Kuliah dengan berjalan kaki
menuju kampus, aku lakoni setiap hari. Jarak antara rumah sederhana di
pinggiran sungai kapuas yang aku sewa dengan kampusku sekitar 45 menit
perjalanan. Sehingga tatkala aku tiba di kelas dalam kondisi basah kuyub
bermandikan keringat, bahkan aku sering terlambat sehingga di usir dosen dan
tidak boleh masuk kelas. Apa aku harus malu? Apa aku harus mengeluh? Tidak,
sama sekali tidak. Aku harus sadar siapa diriku, ayah dan ibuku bukan berasal
dari keluarga mampu. Yang terpenting adalah aku tetap semangat dalam mengejar
mimpi dan cita-citaku, cita-cita orang tua ku. Aku tak ingin mereka kecewa, aku
ingin mereka tersenyum bangga suatu saat nanti.
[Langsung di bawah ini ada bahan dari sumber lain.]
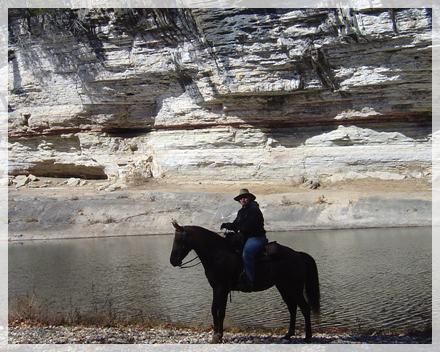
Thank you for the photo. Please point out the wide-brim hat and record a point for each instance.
(244, 192)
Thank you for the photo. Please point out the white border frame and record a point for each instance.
(218, 4)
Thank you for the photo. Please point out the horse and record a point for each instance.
(294, 274)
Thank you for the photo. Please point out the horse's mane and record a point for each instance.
(207, 234)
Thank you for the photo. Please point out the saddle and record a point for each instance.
(236, 241)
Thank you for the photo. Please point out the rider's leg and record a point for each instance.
(251, 248)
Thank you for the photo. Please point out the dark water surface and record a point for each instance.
(370, 279)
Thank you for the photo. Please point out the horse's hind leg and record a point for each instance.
(218, 309)
(305, 310)
(290, 300)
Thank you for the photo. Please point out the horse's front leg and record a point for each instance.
(218, 309)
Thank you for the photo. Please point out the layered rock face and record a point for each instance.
(273, 95)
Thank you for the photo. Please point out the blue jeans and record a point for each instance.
(251, 248)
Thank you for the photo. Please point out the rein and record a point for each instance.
(182, 266)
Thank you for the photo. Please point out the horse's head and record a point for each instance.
(180, 245)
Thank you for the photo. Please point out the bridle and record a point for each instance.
(184, 265)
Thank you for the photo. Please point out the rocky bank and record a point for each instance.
(26, 334)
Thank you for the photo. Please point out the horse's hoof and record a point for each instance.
(216, 338)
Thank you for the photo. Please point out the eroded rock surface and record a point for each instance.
(280, 95)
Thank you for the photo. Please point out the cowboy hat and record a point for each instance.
(244, 192)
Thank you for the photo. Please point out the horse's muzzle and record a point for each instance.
(175, 261)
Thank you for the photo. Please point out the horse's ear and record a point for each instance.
(176, 225)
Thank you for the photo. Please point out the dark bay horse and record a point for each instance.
(293, 273)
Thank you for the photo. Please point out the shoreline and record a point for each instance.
(28, 333)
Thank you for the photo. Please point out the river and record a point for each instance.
(370, 279)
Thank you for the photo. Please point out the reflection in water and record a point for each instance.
(372, 278)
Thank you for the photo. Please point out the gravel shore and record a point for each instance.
(26, 334)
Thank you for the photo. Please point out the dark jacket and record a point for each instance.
(249, 221)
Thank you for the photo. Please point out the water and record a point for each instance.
(370, 279)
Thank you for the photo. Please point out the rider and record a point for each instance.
(250, 223)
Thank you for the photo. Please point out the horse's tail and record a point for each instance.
(312, 284)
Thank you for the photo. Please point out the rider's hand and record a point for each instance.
(226, 225)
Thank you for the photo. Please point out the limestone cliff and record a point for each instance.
(202, 94)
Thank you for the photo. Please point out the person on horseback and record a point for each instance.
(250, 223)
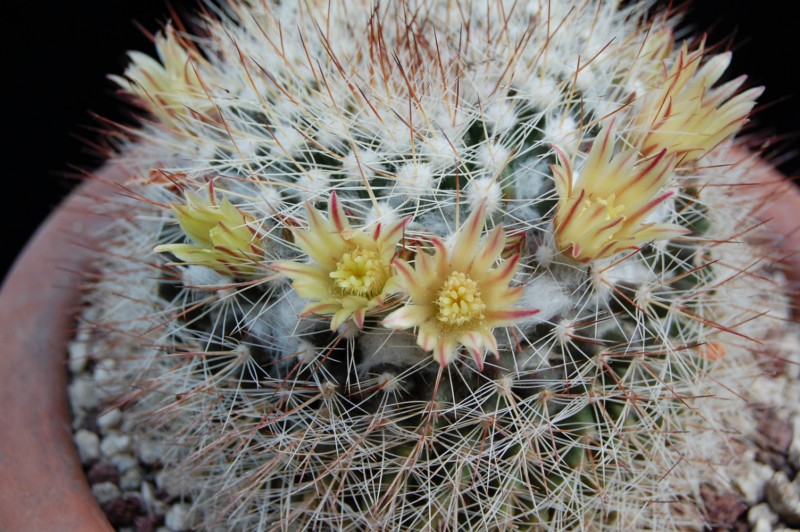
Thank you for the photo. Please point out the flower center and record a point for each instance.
(360, 273)
(459, 301)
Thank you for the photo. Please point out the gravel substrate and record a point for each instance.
(126, 477)
(124, 472)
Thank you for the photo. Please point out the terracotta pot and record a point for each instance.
(44, 485)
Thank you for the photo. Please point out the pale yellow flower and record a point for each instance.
(683, 114)
(602, 213)
(167, 87)
(223, 236)
(350, 272)
(458, 297)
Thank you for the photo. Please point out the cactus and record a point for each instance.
(434, 265)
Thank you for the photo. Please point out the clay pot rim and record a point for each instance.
(35, 432)
(45, 487)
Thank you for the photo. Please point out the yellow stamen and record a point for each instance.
(459, 301)
(360, 272)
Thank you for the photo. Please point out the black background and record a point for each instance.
(60, 55)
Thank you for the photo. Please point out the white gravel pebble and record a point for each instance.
(88, 445)
(105, 492)
(109, 420)
(177, 518)
(794, 447)
(115, 444)
(761, 513)
(762, 525)
(751, 480)
(123, 461)
(150, 451)
(131, 479)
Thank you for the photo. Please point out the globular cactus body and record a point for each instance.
(433, 265)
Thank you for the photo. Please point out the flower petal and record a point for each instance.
(407, 316)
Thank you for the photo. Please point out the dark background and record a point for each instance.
(61, 53)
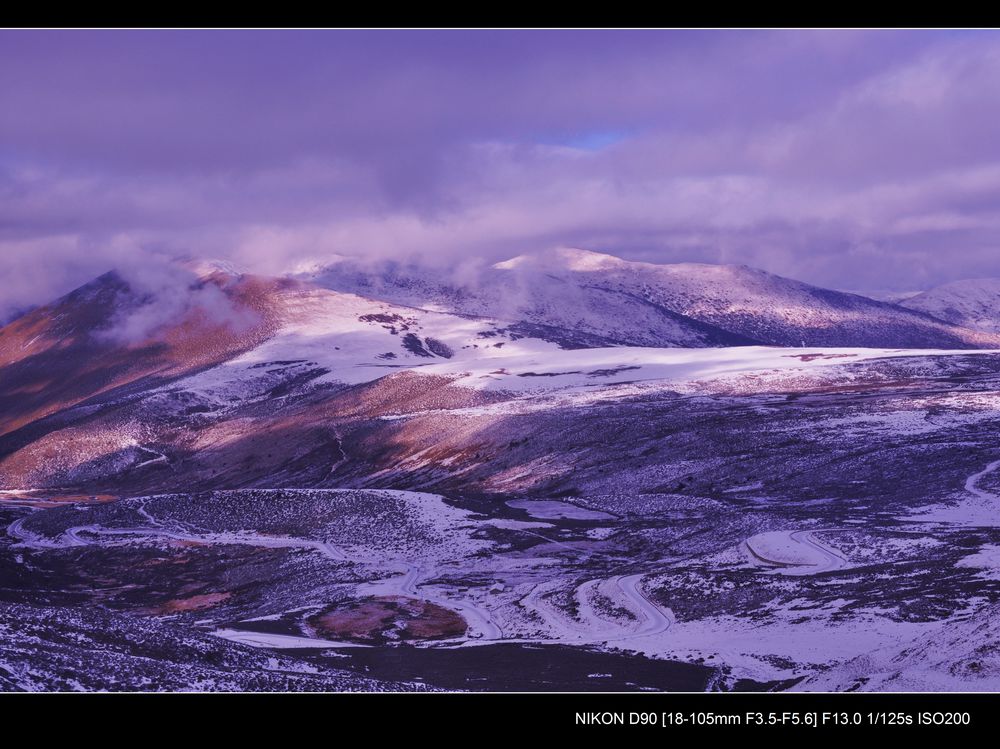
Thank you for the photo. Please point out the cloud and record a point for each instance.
(840, 158)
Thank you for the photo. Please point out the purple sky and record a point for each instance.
(862, 160)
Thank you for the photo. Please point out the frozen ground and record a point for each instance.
(379, 496)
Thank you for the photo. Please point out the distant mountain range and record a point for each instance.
(609, 301)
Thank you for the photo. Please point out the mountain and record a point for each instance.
(197, 461)
(972, 303)
(618, 302)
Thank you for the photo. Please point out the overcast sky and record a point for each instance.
(859, 160)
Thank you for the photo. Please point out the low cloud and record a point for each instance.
(846, 159)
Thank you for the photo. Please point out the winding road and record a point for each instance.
(816, 556)
(970, 483)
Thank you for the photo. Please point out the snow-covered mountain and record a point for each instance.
(607, 300)
(972, 303)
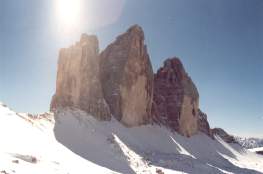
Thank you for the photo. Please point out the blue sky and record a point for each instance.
(219, 42)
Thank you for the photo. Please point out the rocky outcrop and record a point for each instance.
(176, 99)
(224, 135)
(127, 78)
(78, 80)
(120, 82)
(203, 124)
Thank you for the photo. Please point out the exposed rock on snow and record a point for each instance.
(78, 81)
(127, 78)
(203, 124)
(176, 99)
(250, 143)
(224, 135)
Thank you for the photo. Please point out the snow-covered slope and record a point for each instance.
(108, 147)
(250, 143)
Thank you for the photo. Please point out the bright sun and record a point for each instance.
(69, 14)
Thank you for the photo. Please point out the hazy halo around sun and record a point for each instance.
(69, 14)
(70, 18)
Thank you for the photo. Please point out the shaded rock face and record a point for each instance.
(203, 124)
(78, 81)
(176, 99)
(224, 135)
(127, 78)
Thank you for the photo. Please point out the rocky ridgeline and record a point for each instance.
(120, 82)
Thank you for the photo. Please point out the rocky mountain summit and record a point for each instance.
(127, 78)
(119, 82)
(78, 79)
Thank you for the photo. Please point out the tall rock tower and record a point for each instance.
(127, 78)
(176, 99)
(78, 80)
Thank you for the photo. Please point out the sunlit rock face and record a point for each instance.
(176, 99)
(127, 78)
(78, 83)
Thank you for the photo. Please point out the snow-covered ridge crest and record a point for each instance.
(109, 147)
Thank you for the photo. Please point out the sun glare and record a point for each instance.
(69, 14)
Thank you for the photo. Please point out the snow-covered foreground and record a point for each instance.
(29, 146)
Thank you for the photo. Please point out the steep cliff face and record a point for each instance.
(78, 83)
(120, 82)
(127, 78)
(176, 99)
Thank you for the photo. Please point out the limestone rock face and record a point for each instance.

Pernah tersisa uang hanya seribu
rupiah dalam kantong. Tapi aku harus berbohong karena aku tidak ingin merepotkan
ayah dan ibu, aku juga mengerti di kampung ayah dan ibu juga pasti serba
kekurangan. Apalagi jika musim hujan, musim banjir, ayah dan ibu tidak dapat
bekerja di kebun karet. Aku juga harus mengerti semua keadaan itu. Berusaha
berhemat, bukan berarti menyiksa diri. Tapi lebih menyadari arti rupiah yang
tidak semua orang mudah mendapatkannya. Bercucuran keringat di bawah terik
sinar matahari, kehausan, kelaparan baru kami bisa mendapatkan rupiah dan itu
pun tidak banyak, hanya cukup untuk memenuhi kebutuhan sehari-hari, terkadang
juga kurang. Tapi tidak pernah ayah dan ibu mengeluh, tidak pernah ayah dan ibu
mencaci, memaki saat aku meminta dikirimkan uang.
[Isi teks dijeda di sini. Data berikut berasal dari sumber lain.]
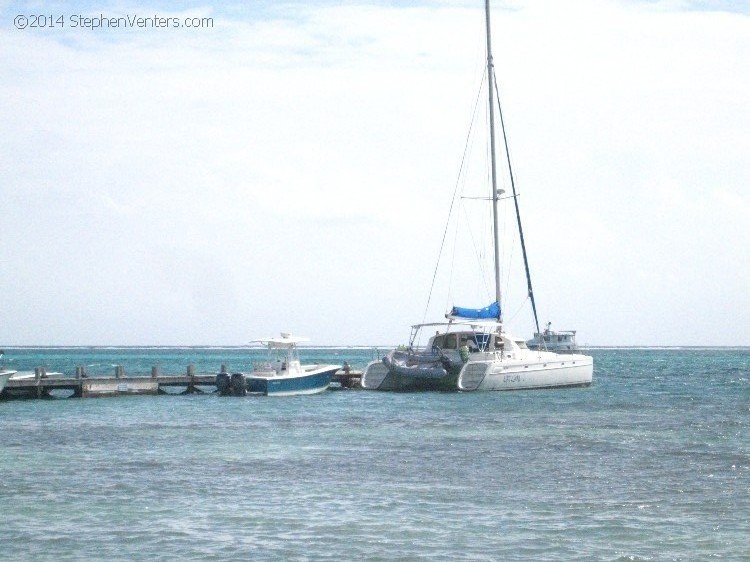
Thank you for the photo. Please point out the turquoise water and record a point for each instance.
(652, 462)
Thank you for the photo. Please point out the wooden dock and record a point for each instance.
(42, 385)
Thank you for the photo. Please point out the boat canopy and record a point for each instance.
(489, 311)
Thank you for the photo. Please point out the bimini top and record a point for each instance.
(283, 341)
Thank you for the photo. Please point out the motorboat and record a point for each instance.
(281, 374)
(560, 341)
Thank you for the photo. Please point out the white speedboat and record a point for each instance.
(472, 349)
(281, 374)
(559, 341)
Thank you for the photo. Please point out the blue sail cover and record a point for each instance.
(491, 311)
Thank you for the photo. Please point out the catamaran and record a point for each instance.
(472, 349)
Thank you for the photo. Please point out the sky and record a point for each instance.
(291, 166)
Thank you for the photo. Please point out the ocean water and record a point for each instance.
(652, 462)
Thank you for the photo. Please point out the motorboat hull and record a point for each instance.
(4, 376)
(311, 382)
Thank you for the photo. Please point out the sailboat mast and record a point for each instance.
(491, 89)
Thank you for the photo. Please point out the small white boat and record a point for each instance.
(5, 377)
(559, 341)
(472, 349)
(281, 374)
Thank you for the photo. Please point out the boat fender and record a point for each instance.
(238, 385)
(223, 384)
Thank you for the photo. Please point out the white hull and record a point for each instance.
(4, 376)
(537, 370)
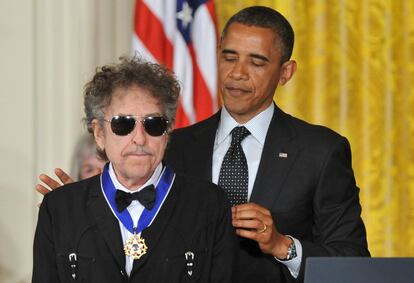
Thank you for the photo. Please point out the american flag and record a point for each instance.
(182, 35)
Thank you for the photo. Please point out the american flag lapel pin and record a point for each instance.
(282, 154)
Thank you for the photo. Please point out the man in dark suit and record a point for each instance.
(301, 195)
(137, 221)
(300, 198)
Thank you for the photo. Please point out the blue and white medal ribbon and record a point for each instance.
(135, 246)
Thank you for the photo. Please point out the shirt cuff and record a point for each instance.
(294, 264)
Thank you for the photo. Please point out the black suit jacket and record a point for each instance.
(194, 217)
(305, 179)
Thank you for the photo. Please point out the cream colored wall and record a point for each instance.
(48, 50)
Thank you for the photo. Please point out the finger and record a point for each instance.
(248, 224)
(249, 214)
(42, 189)
(252, 206)
(51, 183)
(63, 176)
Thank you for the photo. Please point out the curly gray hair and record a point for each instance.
(159, 81)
Itulah alasan untuk aku tidak
pernah sedikitpun menyurutkan semangat untuk bisa berprestasi di kampus ataupun
di luar kampus. Bukan aku ingin mengumbar kesombongan, tapi aku hanya ingin
semua orang tau bahwa orang ‘miskin’ bukan berarti juga miskin ilmu. Aku bangga
pada sosok ayah yang selalu gigih dan selalu mengajariku arti kesederhanaan,
dan sosok ibu yang selalu menyadarkan ku arti kasih sayang. Dari merekalah aku
belajar untuk bisa menuai pencapaian ku saat ini. Pernah menjadi yang terbaik
dalam lomba tingkat nasional, dan pernah menjadi yang terbaik dalam lomba
tingkat provinsi kalimantan barat, serta menjadi mahasiswa berprestasi di
tingkat Fakultas Ilmu Sosial dan Ilmu Politik tahun 2014 ini adalah pencapaian
yang manis. Aku percaya bahwa rencana Tuhan akan indah pada waktunya.
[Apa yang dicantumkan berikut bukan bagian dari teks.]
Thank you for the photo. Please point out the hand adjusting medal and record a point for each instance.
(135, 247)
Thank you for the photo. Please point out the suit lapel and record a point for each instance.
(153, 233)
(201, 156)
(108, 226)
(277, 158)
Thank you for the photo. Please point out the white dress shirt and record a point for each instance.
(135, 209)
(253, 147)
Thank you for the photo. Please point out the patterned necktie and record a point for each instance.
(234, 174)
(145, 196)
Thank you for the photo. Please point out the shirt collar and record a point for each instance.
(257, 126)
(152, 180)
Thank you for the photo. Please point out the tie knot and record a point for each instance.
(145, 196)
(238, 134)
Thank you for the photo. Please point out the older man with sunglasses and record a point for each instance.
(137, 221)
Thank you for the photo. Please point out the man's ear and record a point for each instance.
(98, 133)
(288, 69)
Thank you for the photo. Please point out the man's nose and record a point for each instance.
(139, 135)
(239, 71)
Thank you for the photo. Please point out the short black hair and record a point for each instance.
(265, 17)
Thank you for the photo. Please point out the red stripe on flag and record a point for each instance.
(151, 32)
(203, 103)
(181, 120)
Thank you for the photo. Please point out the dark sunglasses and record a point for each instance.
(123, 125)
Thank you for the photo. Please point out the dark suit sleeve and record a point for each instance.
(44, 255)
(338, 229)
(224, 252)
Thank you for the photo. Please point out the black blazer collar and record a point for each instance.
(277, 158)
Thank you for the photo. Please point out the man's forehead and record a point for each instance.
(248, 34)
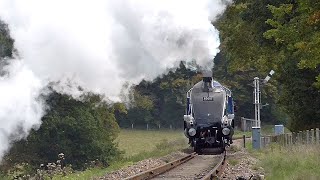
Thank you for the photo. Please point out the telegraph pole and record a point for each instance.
(256, 136)
(257, 95)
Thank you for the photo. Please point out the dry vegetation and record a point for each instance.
(295, 162)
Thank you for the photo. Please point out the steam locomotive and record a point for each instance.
(208, 122)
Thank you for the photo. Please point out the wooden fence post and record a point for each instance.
(317, 135)
(300, 137)
(312, 136)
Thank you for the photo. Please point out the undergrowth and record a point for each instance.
(295, 162)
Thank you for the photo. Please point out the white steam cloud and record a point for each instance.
(99, 45)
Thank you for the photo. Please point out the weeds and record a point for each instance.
(295, 162)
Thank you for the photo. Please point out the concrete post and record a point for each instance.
(312, 136)
(256, 138)
(317, 135)
(300, 137)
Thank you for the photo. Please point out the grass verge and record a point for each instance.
(137, 145)
(296, 162)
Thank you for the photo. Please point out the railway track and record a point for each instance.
(191, 166)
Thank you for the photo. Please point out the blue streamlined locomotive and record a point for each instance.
(208, 122)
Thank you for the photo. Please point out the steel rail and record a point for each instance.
(218, 169)
(161, 169)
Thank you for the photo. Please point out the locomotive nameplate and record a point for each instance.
(207, 99)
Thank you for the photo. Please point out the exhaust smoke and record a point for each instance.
(98, 45)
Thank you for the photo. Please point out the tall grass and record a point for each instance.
(295, 162)
(133, 142)
(137, 145)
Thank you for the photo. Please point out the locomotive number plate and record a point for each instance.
(207, 99)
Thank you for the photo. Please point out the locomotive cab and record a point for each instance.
(208, 122)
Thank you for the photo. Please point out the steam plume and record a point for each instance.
(98, 45)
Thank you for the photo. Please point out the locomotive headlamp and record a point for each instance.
(192, 132)
(225, 131)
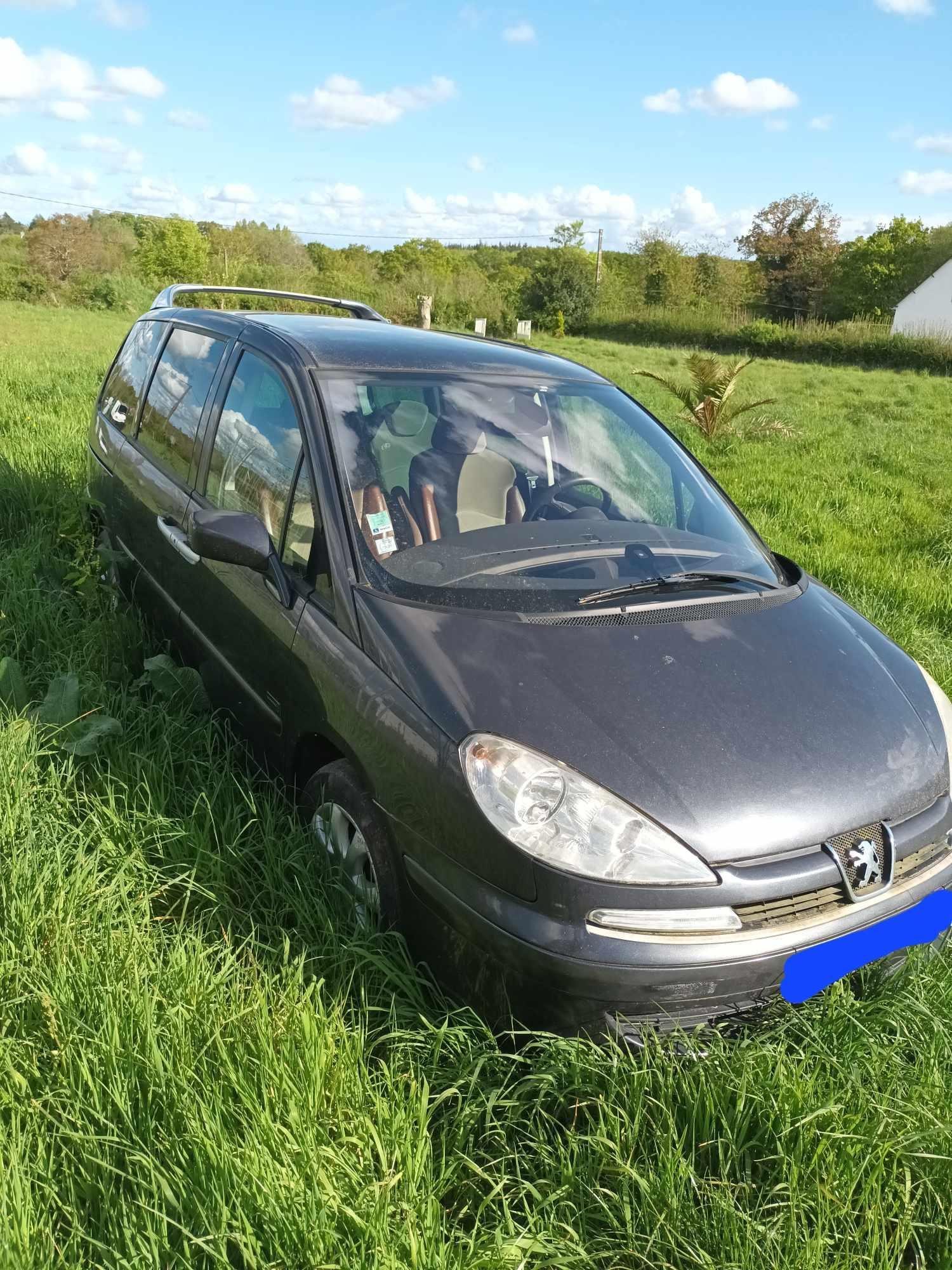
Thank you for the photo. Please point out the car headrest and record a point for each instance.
(407, 418)
(459, 438)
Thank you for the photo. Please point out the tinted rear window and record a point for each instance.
(124, 388)
(177, 398)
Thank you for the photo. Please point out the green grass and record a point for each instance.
(861, 342)
(204, 1064)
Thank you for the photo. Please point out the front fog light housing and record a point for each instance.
(567, 821)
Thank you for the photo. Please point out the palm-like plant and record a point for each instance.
(709, 399)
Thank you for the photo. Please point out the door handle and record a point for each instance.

Ku pandangi ibu dengan mata yang
berbinar, entahlah apa yang dalam benaknya. Ia memelukku erah, hangat. Mungkin ia
sedang menangis, menitikkan air mata bangga melihatku mengenakan baju sarjana
kini. Ibu mengusap punggungku lembut, tapi aku tetap bisa merasakan
kelembutannya. Aku mengenal telapak tangannya yang kasar, pasti karena ibu
setiap hari bekerja keras monoreh pohon karet, untuk mendapatkan rupiah demi
sesuap nasi.
Begitu pula ayah, aku mengerti
makna senyumannya kala itu. Ayah pasti bangga, bahagia karena telah mampu
membawa ku terbang dari jurang kebodohan, mampu membawaku berlari dari lembah
yang tidak ku mengerti keberadaannya. Aku cium tangannya yang kasar itu, aku
merindukan pelukan tangan saat 15 tahun silam, saat aku masih kanak-kanak.
Kini, semua akan dimulai dari
awal lagi ayah, ibu. Inilah perjuangan aku yang sesungguhnya, aku tahu bahwa
aku adalah alasan dibalik senyum ayah dan ibu. Sekarang lihatlah, anakmu yang
engkau dulu engkau perjuangkan mati-matian untuk mendaftar beasiswa, kini mengenakan
topi bertali emas. Topi yang tidak ada di jual di kampung kita. Anakmu kini
sudah jadi seorang sarjana muda. Ini hadiah untuk ayah, untuk ibu.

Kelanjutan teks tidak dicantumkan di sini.